Among the scents we actively recoil from in drinks, coconut is one of them, or so it emerged this morning when we opened the tin with this day’s tea. We’ve never liked coconut but we can sometimes bear it in things if it isn’t the main ingredient. This isn’t true of tea, possibly because no drink on earth should smell of suncream. In this particular instance, we’re immensely grateful that the tea doesn’t taste as it smells, but that might be because we were afraid of leaving it to steep. We’ve never really been curious to find out what suncream tastes like, you understand.
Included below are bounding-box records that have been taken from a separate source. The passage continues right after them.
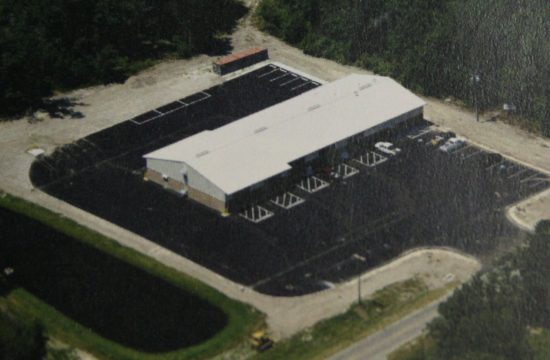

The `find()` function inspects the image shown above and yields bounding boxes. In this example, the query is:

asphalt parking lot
[31,65,550,296]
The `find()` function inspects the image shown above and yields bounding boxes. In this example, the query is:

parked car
[439,137,465,152]
[374,141,401,155]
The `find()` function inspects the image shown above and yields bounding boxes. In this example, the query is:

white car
[374,141,401,155]
[439,138,465,152]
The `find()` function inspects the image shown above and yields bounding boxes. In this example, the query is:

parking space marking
[270,192,305,210]
[130,91,212,125]
[353,150,388,167]
[463,149,483,160]
[407,127,432,140]
[297,176,330,194]
[449,144,472,154]
[269,70,290,82]
[508,168,529,179]
[239,205,275,224]
[336,163,359,179]
[187,91,212,106]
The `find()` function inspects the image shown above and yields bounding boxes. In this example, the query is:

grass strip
[255,278,458,360]
[0,193,264,360]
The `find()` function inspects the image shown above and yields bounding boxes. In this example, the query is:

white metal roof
[144,75,425,194]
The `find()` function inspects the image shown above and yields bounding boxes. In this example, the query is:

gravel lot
[0,1,550,338]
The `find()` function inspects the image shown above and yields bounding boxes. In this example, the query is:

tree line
[0,0,247,114]
[258,0,550,136]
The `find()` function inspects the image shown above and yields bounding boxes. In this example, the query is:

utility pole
[470,74,481,122]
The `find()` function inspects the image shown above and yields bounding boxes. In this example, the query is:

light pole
[470,74,481,122]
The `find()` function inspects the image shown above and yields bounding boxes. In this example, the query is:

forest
[257,0,550,136]
[0,0,247,115]
[394,221,550,360]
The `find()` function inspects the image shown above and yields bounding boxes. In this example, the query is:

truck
[250,330,274,352]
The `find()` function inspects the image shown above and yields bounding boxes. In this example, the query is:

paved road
[330,296,447,360]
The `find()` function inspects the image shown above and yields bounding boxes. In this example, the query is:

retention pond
[0,207,227,353]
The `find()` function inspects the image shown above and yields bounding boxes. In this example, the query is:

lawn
[0,193,263,359]
[255,278,457,360]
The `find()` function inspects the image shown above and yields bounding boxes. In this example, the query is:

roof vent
[195,150,210,158]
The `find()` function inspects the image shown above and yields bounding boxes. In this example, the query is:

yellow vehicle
[250,330,273,351]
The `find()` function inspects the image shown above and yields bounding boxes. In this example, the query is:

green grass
[388,328,550,360]
[388,335,435,360]
[0,193,264,360]
[529,328,550,360]
[256,279,456,360]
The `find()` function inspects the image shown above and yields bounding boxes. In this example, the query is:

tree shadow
[36,97,86,119]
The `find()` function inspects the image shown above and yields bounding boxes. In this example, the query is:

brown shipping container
[213,47,269,75]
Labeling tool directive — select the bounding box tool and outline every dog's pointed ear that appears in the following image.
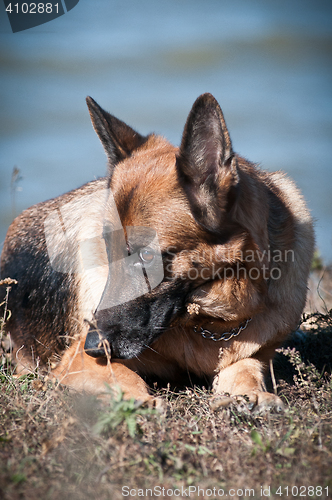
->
[86,97,148,170]
[176,94,239,232]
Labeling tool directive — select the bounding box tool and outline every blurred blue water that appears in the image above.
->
[0,0,332,261]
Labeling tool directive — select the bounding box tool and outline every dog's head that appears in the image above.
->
[85,94,265,358]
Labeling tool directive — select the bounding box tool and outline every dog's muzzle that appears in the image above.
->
[84,327,110,358]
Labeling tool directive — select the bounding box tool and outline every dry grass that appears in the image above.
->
[0,276,332,500]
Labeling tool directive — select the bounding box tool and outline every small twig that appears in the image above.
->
[270,359,278,396]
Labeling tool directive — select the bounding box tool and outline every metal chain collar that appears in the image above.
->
[194,318,252,342]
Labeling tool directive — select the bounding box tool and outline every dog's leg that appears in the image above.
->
[213,358,283,411]
[52,340,153,403]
All told though, and if you can get past -or indeed have no issue with -the smell of coconut, it’s a nice tea, smooth, creamy and reminiscent of those flavoured custard creams sold briefly by Lidl (the coconut variety, naturally). We used to buy them in the summer and eat them out in the garden. With that in mind, here’s a poem we’ve long associated with summer writings and the act of creation -though we now suspect that for years we misunderstood the title. No matter, the day’s almost run out here in Scotland, and goodness knows Miss Marschallin-cat would be grievously offended if we didn’t consider her august company.
An August Midnight
Thomas Hardy
I
A shaded lamp and a waving blind,
And the beat of a clock from a distant floor:
On this scene enter–winged, horned, and spined –
A longlegs, a moth, and a dumbledore;
While ‘mid my page there idly stands
A sleepy fly, that rubs its hands . . .
II
Thus meet we five, in this still place,
At this point of time, at this point in space.
– My guests parade my new-penned ink,
Or bang at the lamp-glass, whirl, and sink.
“God’s humblest, they!” I muse. Yet why?
They know Earth-secrets that know not I.